Nivolumab plus ipilimumab for chemotherapy-refractory metastatic castration-resistant prostate cancer: results from the randomized portion of the phase 2 CheckMate 650 trial
摘要
We report on the randomized portion of the phase 2, open-label CheckMate 650 trial (NCT02985957), in which docetaxel-experienced, biologically male patients with chemotherapy-refractory metastatic castration-resistant prostate cancer were randomized 2:2:1:2 to nivolumab 3 mg /kg plus ipilimumab 1 mg /kg (n = 73), nivolumab 1 mg /kg plus ipilimumab 3 mg /kg (n = 74), ipilimumab 3 mg /kg (n = 38), or cabazitaxel (n = 74). Primary endpoints were objective response rate and radiographic progression-free survival; key secondary endpoints included overall survival, prostate-specific antigen response rate, and safety. This portion of CheckMate 650 was not designed to statistically compare between cohorts.

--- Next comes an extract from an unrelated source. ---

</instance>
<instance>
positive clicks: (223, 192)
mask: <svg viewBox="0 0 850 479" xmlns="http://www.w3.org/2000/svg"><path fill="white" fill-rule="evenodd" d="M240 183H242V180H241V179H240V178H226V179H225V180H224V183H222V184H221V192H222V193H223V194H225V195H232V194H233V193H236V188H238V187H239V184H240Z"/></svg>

Respectively, objective response rates (95% CI) were 9.3% (2.6-22.1), 19.5% (8.8-34.9), 4.5% (0.1-22.8), and 12.2% (4.1-26.2), and median radiographic progression-free survival (95% CI) was 3.9 (2.2-7.6), 4.2 (3.3-5.6), 3.5 (2.1-5.8), and 7.9 (5.6-9.3) months. Respective incidence of grade ≥3 treatment-related adverse events was 28.8%, 30.1%, 18.4%, and 34.7%. Preliminary post hoc biomarker analyses in patients who received treatment with any immunotherapy regimen (i.e., treated with either of the nivolumab plus ipilimumab regimens or with ipilimumab alone, n = 12) identified a transcriptional signature, derived from the most highly expressed genes across cell types within select perivascular immune niches (comprising CD31+ endothelial, CD14+HLA-DR+ myeloid, and CD4+ and CD8+ T cells), which was associated with prolonged overall survival. These results provide further evidence of antitumor activity with nivolumab plus ipilimumab in select patients with metastatic castration-resistant prostate cancer and nominate a candidate prognostic biomarker that warrants confirmation in future prospective clinical trials.